This is a playful, anarchic and unabashedly odd project. It’s investigation of the relation between food ‘construction’ and architectural construction and its refusal to hierarchise matter is idiosyncratic, liberating and, of course, impractical. However, practicality is clearly not a criteria in this case. At its core the project is keyed into contemporary ecological thinking which solicits and demands the imagination of radically different futures than may be currently thinkable. The Radical Futures Club embraces this with humour and abandon.
The project is very well grounded in current theoretical debates and the three social anthropology essays are very good. The division of labour in terms of subject matter (activism and space-making, food as an agent of change and the idea of ‘vibrant time’) is notable in terms of the way all three have fed into the project. The approach here is simultaneously very materially concrete in its intensive experimentation, activist in attitude as well as being highly philosophical and abstract in its linking of matter as an open potentiality to the idea of ‘vibrant time’. Together, these dimensions make for a rich and surprising combination. As a joint project conducted between three students, the Radical Futures Club is an admirable demonstration of the potentials of collaboration.

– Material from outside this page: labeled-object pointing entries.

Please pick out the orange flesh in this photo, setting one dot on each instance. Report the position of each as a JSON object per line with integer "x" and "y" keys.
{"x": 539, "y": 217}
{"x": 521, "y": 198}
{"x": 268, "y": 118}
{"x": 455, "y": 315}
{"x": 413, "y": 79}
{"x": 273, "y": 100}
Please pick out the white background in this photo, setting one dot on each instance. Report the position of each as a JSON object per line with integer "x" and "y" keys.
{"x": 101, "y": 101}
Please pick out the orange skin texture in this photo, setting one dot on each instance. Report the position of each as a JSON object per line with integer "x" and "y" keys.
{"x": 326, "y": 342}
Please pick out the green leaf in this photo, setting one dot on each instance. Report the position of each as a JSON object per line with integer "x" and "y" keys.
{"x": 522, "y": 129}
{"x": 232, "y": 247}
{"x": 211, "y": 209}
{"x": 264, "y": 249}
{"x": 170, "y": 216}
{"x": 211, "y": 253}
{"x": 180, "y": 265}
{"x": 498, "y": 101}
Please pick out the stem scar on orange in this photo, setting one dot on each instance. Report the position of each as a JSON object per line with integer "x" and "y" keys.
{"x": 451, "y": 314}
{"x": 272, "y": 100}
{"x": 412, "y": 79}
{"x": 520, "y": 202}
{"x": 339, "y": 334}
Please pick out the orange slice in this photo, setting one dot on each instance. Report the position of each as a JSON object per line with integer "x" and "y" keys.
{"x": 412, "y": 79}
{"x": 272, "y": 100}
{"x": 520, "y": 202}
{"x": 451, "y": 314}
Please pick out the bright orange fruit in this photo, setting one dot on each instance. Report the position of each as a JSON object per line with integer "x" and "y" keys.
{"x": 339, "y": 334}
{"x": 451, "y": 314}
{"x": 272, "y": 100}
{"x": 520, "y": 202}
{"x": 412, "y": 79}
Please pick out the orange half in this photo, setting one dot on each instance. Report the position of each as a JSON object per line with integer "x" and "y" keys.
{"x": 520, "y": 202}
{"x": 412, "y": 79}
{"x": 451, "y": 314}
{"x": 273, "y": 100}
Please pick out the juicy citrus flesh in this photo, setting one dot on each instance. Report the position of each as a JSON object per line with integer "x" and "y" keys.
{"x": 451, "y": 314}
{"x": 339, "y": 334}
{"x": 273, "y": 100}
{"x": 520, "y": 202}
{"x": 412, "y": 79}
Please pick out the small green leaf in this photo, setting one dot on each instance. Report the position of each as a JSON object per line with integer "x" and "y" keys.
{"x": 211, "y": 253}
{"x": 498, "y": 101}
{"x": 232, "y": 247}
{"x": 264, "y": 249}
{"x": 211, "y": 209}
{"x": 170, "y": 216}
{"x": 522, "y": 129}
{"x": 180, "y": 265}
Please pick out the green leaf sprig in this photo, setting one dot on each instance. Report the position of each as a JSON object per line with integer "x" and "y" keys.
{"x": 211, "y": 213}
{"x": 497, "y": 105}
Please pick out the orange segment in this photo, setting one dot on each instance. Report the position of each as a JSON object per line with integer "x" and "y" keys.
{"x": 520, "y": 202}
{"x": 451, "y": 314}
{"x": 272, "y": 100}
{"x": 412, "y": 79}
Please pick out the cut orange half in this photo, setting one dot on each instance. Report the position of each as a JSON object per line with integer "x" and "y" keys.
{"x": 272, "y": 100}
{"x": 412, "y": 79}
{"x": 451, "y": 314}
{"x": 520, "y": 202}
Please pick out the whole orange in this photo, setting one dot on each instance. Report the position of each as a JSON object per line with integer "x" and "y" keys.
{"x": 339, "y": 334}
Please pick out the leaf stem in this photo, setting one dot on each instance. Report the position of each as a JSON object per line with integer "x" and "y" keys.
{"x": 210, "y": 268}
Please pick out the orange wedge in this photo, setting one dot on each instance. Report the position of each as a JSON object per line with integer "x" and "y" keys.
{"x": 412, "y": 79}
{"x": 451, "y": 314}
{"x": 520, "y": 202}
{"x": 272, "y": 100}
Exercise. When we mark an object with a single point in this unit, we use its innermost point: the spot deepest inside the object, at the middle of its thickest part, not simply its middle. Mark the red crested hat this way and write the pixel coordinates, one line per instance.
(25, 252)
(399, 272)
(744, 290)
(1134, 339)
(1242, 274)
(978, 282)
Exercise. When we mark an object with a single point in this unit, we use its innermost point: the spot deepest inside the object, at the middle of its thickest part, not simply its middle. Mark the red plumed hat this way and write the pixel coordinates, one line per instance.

The relation to matter through the whole of the project is notably visceral. At a key point in the presentation, the students discussed the pulverization of matter from an abandoned building and described it as ‘just too disgusting’ to proceed. While the project’s methods were generally conducted in a playful and lighthearted manner, this point raised the issue of how pulverizing material and making it inhalable also has the capacity to make it more dangerous to the human body.
The question of the relevance of the experiments conducted in this project to building structures is an open one: one simply can’t build with jelly! The scale dealt with is quite individual and the structure soft. The methods developed via the pulverizing process invariably results in a ‘pile of things’. Are there others way to recombine rather than matter plus glue based material? It is also open to question why edible food did not play more of a role in the project given the blurring of the boundaries between food and architecture.
There could as well have been a more explicit articulation of the value of what is being undertaken through the Radical Futures Club project. Is this an intervention in thought as a rethinking of matter? In the practice of architecture? In the practice of daily life? Or all three? Consideration of this question could impact on the kinds of interventions that have taken place or may do in the future.
As a whole, however, this is an unusual, visceral and wonderfully imaginative project. It is exceptionally well sustained across its breadth of research, activities and experimentation and attains a very precise balance between rigor and lightness.